Edvard Radzinsky
Born: 1936
Quick Study: Historian Edvard Radzinsky is well-known in Russia as a popular historian, television personality, playwright, and screenwriter.
The Radzinsky File: Radzinsky has written several dozen books about Russian history and won numerous Russian awards, many from the Russian TV industry. His histories about such figures as Joseph Stalin and the last tsar, Nicholas II, have been translated into English. Radzinsky’s three-volume novel, Koba’s Apocalypse, about Joseph Stalin and twentieth-century history, began its phased release in March 2012.
Psssst………: In an interview on Echo of Moscow radio, Radzinsky declared that he has always been a Bonapartist and that Napoleon is, for him, the “embodiment of a great man.” Also: Jacqueline Kennedy Onassis edited Radzinsky’s The Last Tsar: The Life and Death of Nicholas II.
Radzinsky’s Places: Moscow
The Word on Radzinsky: Gabriel Garcia Marquez wrote of Radzinsky’s Stalin book that “I think the main merit of Edvard Radzinsky’s book is that in the book Stalin isn’t a sculpture or a giant statue at the entrance of the Volga-Don Canal, but a living person.”
Radzinsky on Radzinsky: When asked on Echo of Moscow why he writes biographies of dictators instead of good leaders, Radzinsky responded, in part, that, “They’re closer to me. Do you understand? It’s probably fortunate for people that I didn’t take up politics. They [dictators] are probably closer for me in some way. Beyond that, they’re creatures that live there, on history’s Olympus. With lightning and all those thunder clouds alongside them. They’re scary people. It’s incredibly interesting to write about them.”

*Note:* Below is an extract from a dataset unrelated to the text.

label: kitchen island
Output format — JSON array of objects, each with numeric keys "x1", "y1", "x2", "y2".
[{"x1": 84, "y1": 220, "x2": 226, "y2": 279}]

On Writing: In an interview with Dmitry Bykov about his trilogy on Stalin, Radzinsky said, “Writing about Stalin is exceptionally interesting if only because that era is a sunken Atlantis and artists should resurrect its disappeared way of life, that life of constant tragifarce. It’s rather difficult for historians to work here because, for the historian, ‘step to the right, step to the left’ – a step away from the documents—is considered running from the truth! But how can you write about an era when there are hardly any truthful documents? They were destroyed or falsified.”